The Roll Monitor

Alex Tully
4 min readAug 5, 2023

--

After you’ve been using AI art generators for a while, you’ll notice that it’s often tricky to get more complicated compositions. This happened to me recently when I wanted Midjourney to smudge black paint on the lips of a high school student holding a clipboard. When I tried prompting with only text, the paint kept appearing in the wrong places in the image. I’d actually given up on this project, but after my success using the /blend function to make Rice Terrace Ziggurat, I began to wonder if I could do something similar here i.e. decomposing my image into smaller part, then generating each such part as a separate sub-image, and finally blending them.

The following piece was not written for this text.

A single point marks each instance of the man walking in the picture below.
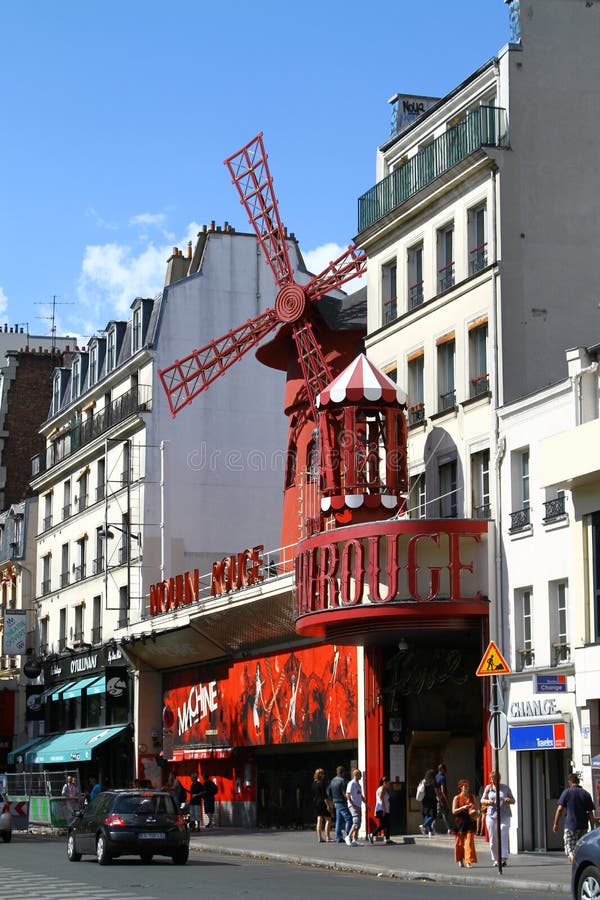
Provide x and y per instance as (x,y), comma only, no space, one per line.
(355,799)
(336,792)
(579,808)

I decided to start with the hardest part: How could I get the smudge of paint around the lips? Midjourney was struggling with this, so I wanted to avoid potential distractions in the prompt for this portion of the image. My prompt for this was: closeup of ring of black_paint smudged surrounding lips, red_lipstick

EDITED TO ADD: Please see this post for why I used underscores between some of the words in the above prompt.

3/4 of the results looked awful, with the paint dripping like chocolate sauce. But one of them was good enough:

Then I put everything else I wanted in the prompt for the second image, which was: upper_body_shot, Australian teenage girl, holding a clipboard, in school uniform with white polo_shirt, glazed_eyes, dilated_pupils, expressionless, thick_makeup, chain_link fence, ashpalt, schoolyard, film_noir, harsh_lighting, harsh_shadows, chiaroscuro, tinted monochrome, A7R II — s 50 — style raw — no tie, schoolbag

The closest match to my vision was:

There was good and bad news when I blended them. The good news was that the blend yielded many images with the paint in the right place. The bad news was that all of them not only got rid of the clipboard, but changed the clothes on my subject!

Clearly the bot was going to need more guidance. I solved the problem with the following multi-prompt (for easy reference, I’ve split it into a list, where each element has a separate numerical item):

  1. <URL to Image of Girl>
  2. <URL to Image of Paint on Lips>
  3. upper_body_shot, Australian teenage girl, holding a clipboard, in school uniform with white polo_shirt, glazed_eyes, dilated_pupils, expressionless, thick_makeup, chain_link fence, asphalt, schoolyard, film_noir, harsh_lighting, harsh_shadows, chiaroscuro, tinted monochrome, A7R II::
  4. closeup of ring of black_paint smudged surrounding lips, red_lipstick::
  5. white polo shirt, school uniform, clipboard::
  6. tie, schoolbag::-1
  7. — s 50 — style raw

#3 and #4 are the same prompts that I already used to generate the images of the girl and the paint, respectively. The important element is #5. This is a list of everything that Midjourney was leaving out from the blended image.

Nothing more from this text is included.